I have run into a confusing problem in my linear algebra class:
Let $A$ be a real $2 \times 2$ matrix with a complex eigenvalue $\lambda = a-bi (b\ne 0)$ and an associated eigenvector $V$ in $\mathbb{C}^2$.
Show that $A(\Re V)= a\Re V + b\Im V$ and $A(\Im v) = -b\Re V + a\Im V$.
I suspect that I should solve it using this result:
However, I don't know how to invert a P matrix that is defined as $P = [\Re V, \Im V]$, nor how to multiply this $2\times 2$ matrix A by $[\Re V, \Im V]$ when the values aren't given. It would be much appreciated if I could get some direction on this problem and/or a solution. Thank you!

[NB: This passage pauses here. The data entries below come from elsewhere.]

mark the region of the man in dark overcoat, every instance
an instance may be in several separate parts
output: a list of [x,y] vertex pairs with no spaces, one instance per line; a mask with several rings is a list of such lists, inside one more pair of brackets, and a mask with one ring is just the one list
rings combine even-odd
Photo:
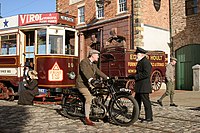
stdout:
[[92,95],[90,93],[92,83],[97,78],[97,75],[104,79],[109,78],[101,72],[101,70],[98,69],[97,64],[95,64],[95,62],[99,59],[99,53],[99,51],[93,49],[89,51],[88,58],[85,58],[80,62],[79,75],[76,79],[76,87],[85,98],[85,123],[91,126],[95,125],[89,118],[90,106],[92,102]]
[[140,110],[141,103],[143,102],[144,104],[145,119],[142,120],[150,122],[153,121],[151,101],[149,99],[149,93],[152,92],[152,86],[150,81],[152,66],[150,61],[146,57],[146,53],[146,50],[137,47],[136,61],[138,61],[138,63],[136,66],[136,74],[130,77],[135,79],[135,99],[138,102]]
[[38,92],[38,76],[35,70],[30,70],[28,72],[29,79],[26,81],[23,90],[19,94],[18,104],[19,105],[33,105],[33,99]]

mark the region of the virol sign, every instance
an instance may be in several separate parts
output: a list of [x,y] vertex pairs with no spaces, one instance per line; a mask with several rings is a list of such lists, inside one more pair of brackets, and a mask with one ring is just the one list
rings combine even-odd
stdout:
[[19,26],[41,23],[57,24],[58,17],[58,13],[21,14],[19,15]]

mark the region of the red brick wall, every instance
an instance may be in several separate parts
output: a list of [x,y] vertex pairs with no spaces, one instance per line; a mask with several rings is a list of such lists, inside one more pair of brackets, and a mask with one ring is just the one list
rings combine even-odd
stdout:
[[200,44],[200,11],[185,16],[185,1],[173,0],[172,36],[174,50],[188,44]]
[[144,24],[169,30],[169,0],[161,0],[160,10],[156,11],[153,0],[142,0]]

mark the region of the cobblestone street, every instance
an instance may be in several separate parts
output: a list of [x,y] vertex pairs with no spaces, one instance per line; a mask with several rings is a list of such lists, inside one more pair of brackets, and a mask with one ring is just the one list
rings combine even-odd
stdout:
[[[200,94],[198,92],[198,94]],[[181,95],[181,94],[180,94]],[[200,95],[198,95],[200,96]],[[0,132],[2,133],[199,133],[200,132],[200,106],[164,107],[156,104],[152,97],[154,121],[141,123],[137,121],[129,127],[120,127],[103,121],[95,122],[96,126],[84,125],[81,120],[72,120],[60,115],[59,105],[34,106],[17,105],[13,102],[0,100]],[[178,97],[178,96],[177,96]],[[179,98],[179,97],[178,97]],[[178,101],[178,98],[176,99]],[[190,99],[192,100],[192,99]],[[199,105],[199,98],[196,98]],[[144,112],[142,112],[144,115]]]

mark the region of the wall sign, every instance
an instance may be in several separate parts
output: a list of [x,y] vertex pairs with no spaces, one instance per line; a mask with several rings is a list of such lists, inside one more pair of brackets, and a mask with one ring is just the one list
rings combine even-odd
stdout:
[[156,11],[159,11],[161,6],[161,0],[153,0],[153,5]]

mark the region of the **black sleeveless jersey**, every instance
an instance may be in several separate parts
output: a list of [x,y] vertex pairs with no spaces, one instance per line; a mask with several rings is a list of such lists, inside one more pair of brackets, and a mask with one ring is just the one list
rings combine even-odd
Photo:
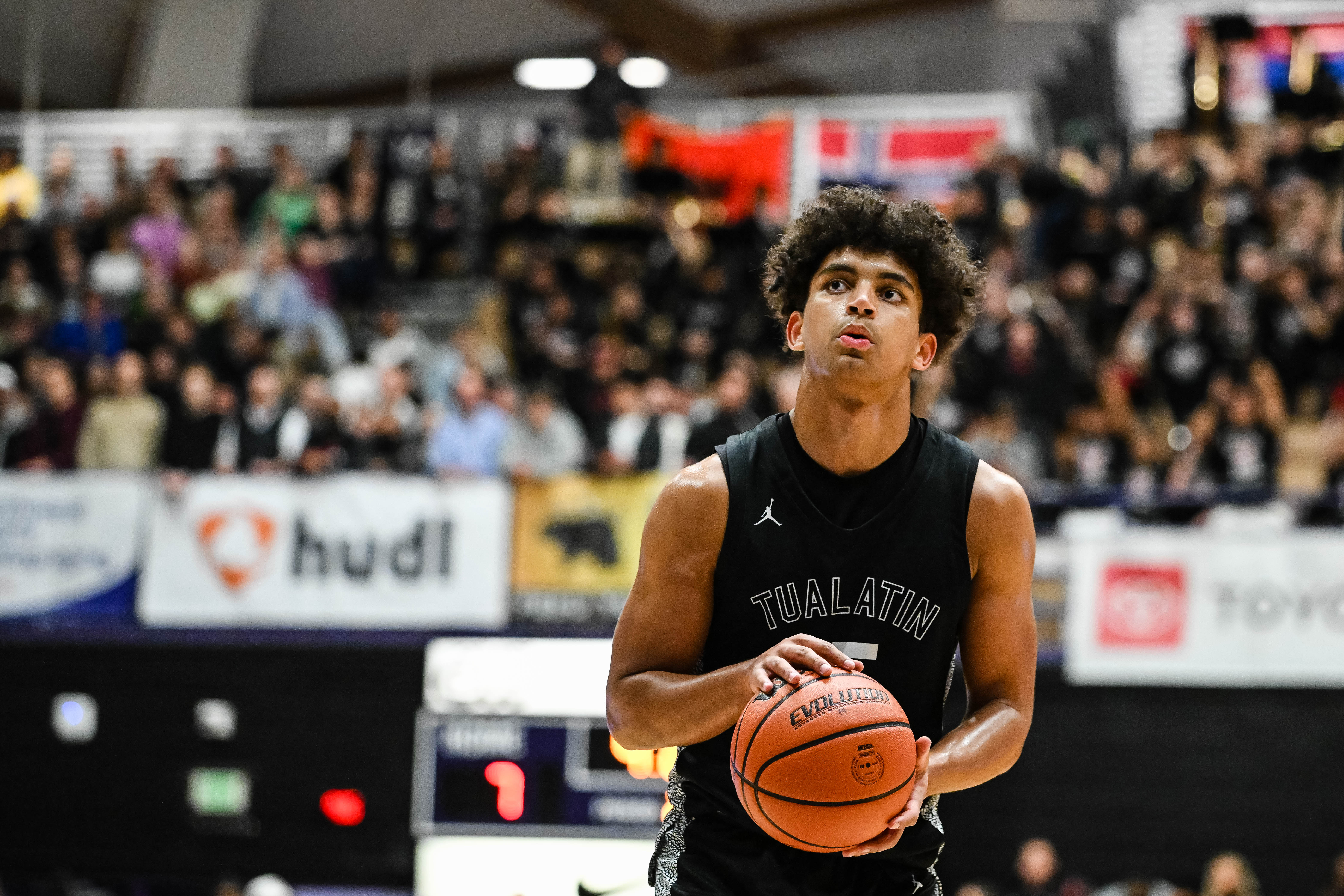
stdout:
[[[793,634],[816,635],[863,660],[864,672],[900,703],[915,736],[937,743],[970,598],[966,512],[978,466],[974,453],[927,424],[909,478],[875,517],[853,529],[831,523],[802,492],[777,416],[730,438],[718,453],[728,481],[728,520],[700,670],[750,660]],[[775,844],[739,805],[728,771],[731,735],[730,728],[683,747],[655,869],[661,865],[675,879],[667,865],[676,861],[671,853],[687,840],[687,826],[694,830],[702,818],[759,834],[761,849],[773,852],[775,865],[788,868],[805,857],[814,866],[821,856]],[[833,858],[926,869],[941,849],[942,823],[931,798],[892,849]]]

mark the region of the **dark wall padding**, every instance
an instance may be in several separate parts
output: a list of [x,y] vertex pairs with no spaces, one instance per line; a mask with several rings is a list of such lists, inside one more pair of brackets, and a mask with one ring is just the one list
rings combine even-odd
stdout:
[[1266,896],[1310,896],[1344,852],[1344,692],[1074,688],[1042,669],[1021,759],[943,797],[942,818],[950,887],[1009,885],[1017,844],[1048,837],[1094,885],[1198,892],[1204,862],[1232,849]]

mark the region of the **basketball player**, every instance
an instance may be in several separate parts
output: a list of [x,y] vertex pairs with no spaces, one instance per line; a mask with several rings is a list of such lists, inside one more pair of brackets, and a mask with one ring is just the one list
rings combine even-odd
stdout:
[[[663,490],[612,649],[612,733],[681,747],[649,883],[659,896],[937,896],[938,797],[1016,762],[1035,684],[1027,497],[910,412],[911,371],[949,353],[982,274],[927,203],[841,187],[766,267],[766,300],[804,353],[797,406]],[[969,708],[945,733],[958,646]],[[843,854],[766,836],[730,776],[743,705],[801,669],[871,674],[918,739],[909,803]]]

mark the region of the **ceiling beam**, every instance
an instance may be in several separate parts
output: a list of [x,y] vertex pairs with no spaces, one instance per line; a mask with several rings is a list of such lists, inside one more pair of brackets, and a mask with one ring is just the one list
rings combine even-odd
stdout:
[[[989,0],[849,0],[821,9],[790,12],[741,24],[715,23],[688,12],[673,0],[552,0],[589,19],[597,19],[614,38],[657,55],[688,75],[727,75],[751,70],[750,86],[739,95],[809,95],[828,93],[814,78],[800,77],[788,58],[767,50],[771,40],[785,40],[812,31],[841,28],[917,12],[958,8]],[[535,55],[587,55],[587,44],[555,47]],[[435,69],[431,95],[456,90],[499,87],[512,83],[517,59],[491,59],[466,66]],[[254,98],[258,107],[386,106],[406,102],[407,78],[379,78],[341,87],[289,91]]]
[[961,7],[982,5],[989,0],[851,0],[817,9],[802,9],[765,19],[745,21],[737,28],[739,39],[763,42],[786,40],[810,31],[847,28],[917,12],[941,12]]

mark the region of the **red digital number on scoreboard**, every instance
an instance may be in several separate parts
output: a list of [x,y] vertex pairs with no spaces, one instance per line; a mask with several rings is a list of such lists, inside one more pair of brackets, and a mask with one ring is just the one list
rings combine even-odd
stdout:
[[495,809],[504,821],[517,821],[523,817],[523,790],[527,782],[523,770],[512,762],[492,762],[485,766],[485,780],[488,780],[499,794],[495,797]]

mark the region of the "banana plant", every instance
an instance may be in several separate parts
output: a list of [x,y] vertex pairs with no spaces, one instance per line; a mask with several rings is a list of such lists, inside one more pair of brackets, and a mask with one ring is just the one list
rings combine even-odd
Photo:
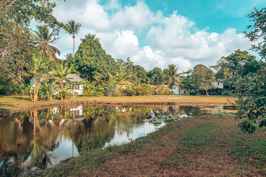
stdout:
[[34,82],[33,96],[31,97],[31,101],[35,102],[37,101],[38,93],[42,82],[46,79],[51,78],[52,77],[48,73],[48,67],[53,61],[49,61],[46,63],[42,63],[43,54],[43,50],[40,51],[39,57],[36,57],[35,54],[33,55],[32,58],[34,62],[34,68],[31,71],[31,73]]
[[70,73],[72,67],[68,69],[67,67],[63,68],[63,64],[61,64],[59,68],[58,65],[56,65],[56,69],[52,68],[52,72],[53,73],[55,77],[56,82],[59,85],[59,91],[60,94],[60,100],[63,100],[63,83],[66,81],[70,81],[69,79],[73,79],[72,78],[67,78],[66,76]]

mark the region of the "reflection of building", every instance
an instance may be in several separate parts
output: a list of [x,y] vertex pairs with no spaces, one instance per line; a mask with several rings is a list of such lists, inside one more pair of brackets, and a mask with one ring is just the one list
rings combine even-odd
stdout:
[[[75,117],[82,117],[83,112],[82,112],[82,105],[78,106],[76,108],[70,109],[70,112],[72,113],[71,115],[75,116]],[[74,114],[74,115],[73,115]]]

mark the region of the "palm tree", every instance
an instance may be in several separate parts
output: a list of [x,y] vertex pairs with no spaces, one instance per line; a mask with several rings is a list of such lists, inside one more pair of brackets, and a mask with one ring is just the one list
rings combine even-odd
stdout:
[[[92,35],[90,33],[89,33],[87,35],[85,35],[85,39],[87,38],[88,39],[92,39],[93,40],[95,40],[95,41],[99,41],[101,39],[98,37],[96,37],[96,35],[95,34],[93,34],[93,35]],[[83,39],[82,38],[80,38],[80,40],[82,40]]]
[[75,48],[75,35],[77,34],[80,31],[80,28],[81,27],[80,23],[76,23],[74,20],[69,20],[65,25],[66,29],[66,33],[68,32],[69,35],[72,35],[74,43],[73,44],[73,56],[74,56],[74,49]]
[[55,29],[52,32],[49,32],[49,29],[46,25],[36,25],[37,31],[33,31],[31,32],[35,40],[34,42],[35,45],[40,50],[43,50],[43,56],[48,58],[49,60],[54,60],[57,62],[57,58],[55,54],[60,56],[60,51],[58,48],[51,45],[57,41],[59,37],[53,37],[53,35]]
[[59,59],[57,63],[60,65],[62,64],[64,67],[65,67],[67,66],[67,60],[64,59]]
[[64,56],[66,57],[66,60],[69,60],[73,57],[73,55],[72,55],[72,54],[71,53],[68,53],[66,55],[64,55]]
[[[179,67],[176,67],[176,65],[173,64],[168,65],[168,68],[163,70],[163,77],[166,78],[167,82],[167,86],[175,84],[177,88],[179,88],[178,83],[180,82],[180,80],[179,78],[181,75],[184,74],[183,73],[178,73]],[[173,87],[172,87],[172,91],[173,92]]]

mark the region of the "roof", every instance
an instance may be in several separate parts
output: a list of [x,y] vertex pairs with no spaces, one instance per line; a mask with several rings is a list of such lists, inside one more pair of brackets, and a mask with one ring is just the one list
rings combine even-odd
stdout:
[[150,86],[151,86],[153,87],[159,87],[159,88],[167,88],[168,87],[168,86],[167,85],[150,85]]
[[126,81],[122,81],[120,82],[119,82],[119,84],[120,85],[133,85],[133,84],[130,82],[129,82],[128,81],[126,81]]
[[225,83],[225,81],[223,79],[217,79],[215,81],[215,82],[220,82],[221,83]]
[[[69,80],[72,82],[78,82],[83,80],[81,78],[76,74],[69,74],[66,76],[66,78],[73,78],[73,79],[69,79]],[[83,81],[82,82],[85,83],[86,82],[85,81]]]

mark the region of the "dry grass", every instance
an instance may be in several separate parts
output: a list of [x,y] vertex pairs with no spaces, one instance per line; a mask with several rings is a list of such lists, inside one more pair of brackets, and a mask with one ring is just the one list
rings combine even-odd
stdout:
[[[156,99],[160,97],[165,96],[185,99]],[[11,112],[14,112],[36,107],[63,104],[63,101],[55,99],[50,101],[32,102],[27,100],[27,96],[23,95],[13,95],[9,96],[0,95],[0,110],[11,110]],[[77,102],[77,100],[79,100],[80,102],[82,103],[87,102],[89,100],[91,103],[96,100],[98,104],[167,104],[170,103],[179,105],[218,106],[224,105],[224,104],[226,103],[226,99],[228,98],[227,96],[206,96],[151,95],[116,97],[79,97],[75,98],[74,102]],[[71,102],[70,100],[65,101],[66,104],[70,104]]]
[[260,136],[259,130],[244,134],[233,117],[208,115],[174,122],[129,143],[85,152],[39,175],[265,176],[265,136]]

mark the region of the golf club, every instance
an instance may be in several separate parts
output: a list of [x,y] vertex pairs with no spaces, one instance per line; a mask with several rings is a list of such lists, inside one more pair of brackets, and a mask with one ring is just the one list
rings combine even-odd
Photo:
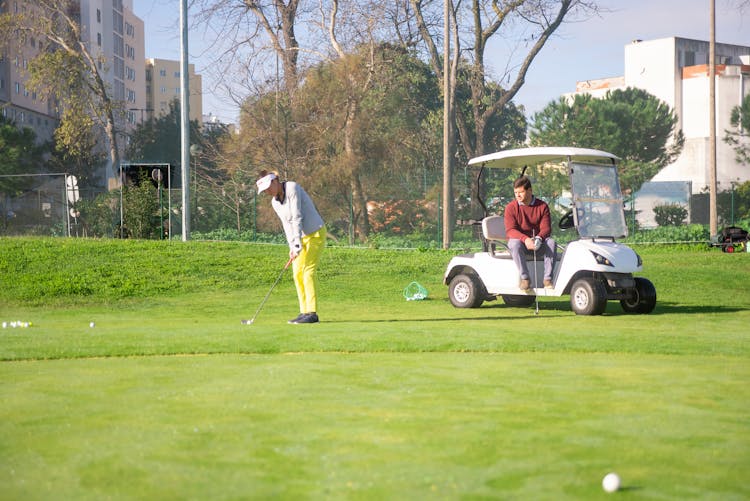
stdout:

It is in fact very straightforward; you don't need the equation
$A = PCP^{-1}, \; \text{etc}; \tag 0$
instead, we may work directly from the definition
$V = \Re V + i\Im V; \tag 1$
we thus have, since $V$ is an eigenvector for eigenvalue $a - bi$,
$A\Re V + iA\Im V = A(\Re V + i\Im V) = AV$ $= (a - bi)(\Re V + i \Im V) = (a\Re V + b \Im V) + i(a \Im V - b\Re V); \tag 2$
equating real and imaginary parts, using the fact that $A$, $\Re V$ and $\Im V$ are real:
$A\Re V = a\Re V + b\Im V, \tag 3$
$A\Im V = a\Im V - b\Re V, \tag 4$
which was to be proved.